超現実主義スイス

港区長時代、スイス大統領(複数制でその一人)に個人的な昼食会に招かれました。また大使や大使館職員と数回意見交換しました。日本でスイスのイメージは、中立国、金融拠点、精密産業、チョコレート、アルプスの少女ハイジなどでソフト、平和です。しかし、平和の維持のため彼らの手段は「超現実主義」です。①中立ということは自ら国防の責任を果たさなければなりません。国民皆兵です。万が一に備え自宅に機関銃を置いてあります。時々軍事訓練をします。その中には道路を緊急滑走路に見立て飛行機の離着陸訓練をします。その際道路は封鎖されます。突然観光バスがしばらく停車することがあります。②世界から亡命者が来ます。独裁者の子弟がスイスの国際学校に留学します。私の想像ですが、スイスの治安機関が24時間彼らを警備しているのでしょう。亡命者、独裁者の子弟が安心して暮らせます。
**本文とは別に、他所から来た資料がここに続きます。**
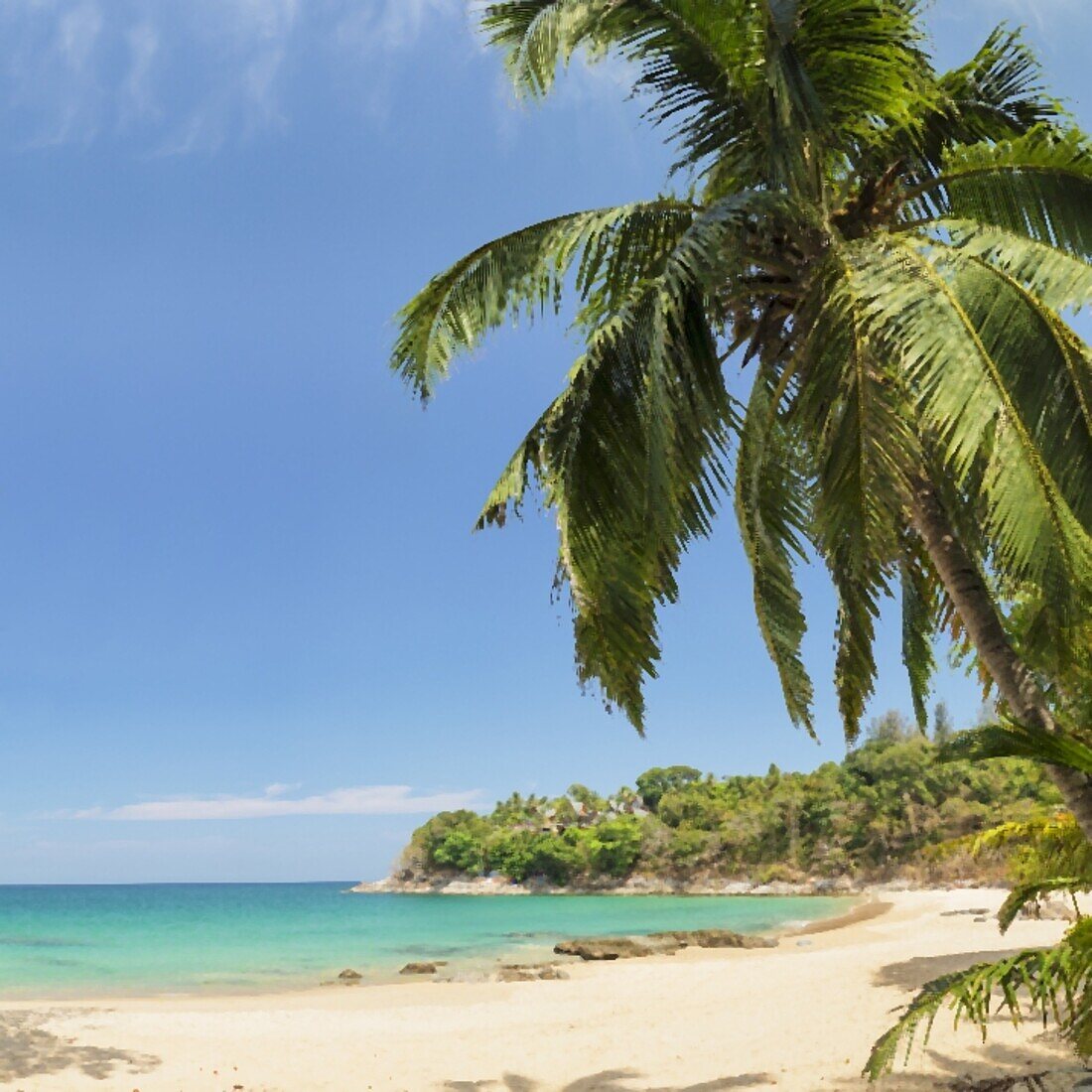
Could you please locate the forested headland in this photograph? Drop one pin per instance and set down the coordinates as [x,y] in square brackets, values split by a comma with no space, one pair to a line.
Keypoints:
[888,809]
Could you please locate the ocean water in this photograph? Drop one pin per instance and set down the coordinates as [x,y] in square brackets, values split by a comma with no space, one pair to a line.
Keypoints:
[192,938]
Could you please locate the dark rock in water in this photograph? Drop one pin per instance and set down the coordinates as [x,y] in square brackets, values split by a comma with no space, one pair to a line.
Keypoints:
[718,938]
[530,972]
[1050,908]
[611,948]
[423,968]
[657,943]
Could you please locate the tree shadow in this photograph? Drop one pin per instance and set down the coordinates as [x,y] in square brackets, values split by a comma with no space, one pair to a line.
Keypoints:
[28,1050]
[987,1067]
[914,973]
[612,1080]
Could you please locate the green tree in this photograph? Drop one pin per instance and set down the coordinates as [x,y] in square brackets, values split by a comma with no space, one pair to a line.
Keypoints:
[892,728]
[888,247]
[942,728]
[654,783]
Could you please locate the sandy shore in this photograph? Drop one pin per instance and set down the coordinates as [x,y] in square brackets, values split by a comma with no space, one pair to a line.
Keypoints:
[797,1018]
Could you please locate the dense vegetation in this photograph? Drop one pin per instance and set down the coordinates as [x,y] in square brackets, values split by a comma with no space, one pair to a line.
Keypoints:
[873,815]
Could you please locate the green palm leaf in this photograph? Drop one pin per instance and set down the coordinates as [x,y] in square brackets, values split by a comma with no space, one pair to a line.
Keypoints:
[772,506]
[852,408]
[1038,185]
[1024,893]
[524,272]
[1054,984]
恐らく高い警備費を納めているのでしょう。③金融です。スイス銀行は口が堅く安全で有名です。世界のマフィア、独裁者が大金を預けています。スイスの銀行はそのお金で様々投資し利益を得ています。④地球のどこかで紛争があるとスイスが和平の仲介の労を取ります。大勢の使節団、マスコミがスイスに集まります。彼らはたくさんのお金をスイスで使います。⑤CNN放送によるとチューリッヒ市役所は街娼の安全を守るため、簡易な建物を用意したとのことです。日本では公に語られることのない話題です。中立、平和の裏にこうした超現実主義があります。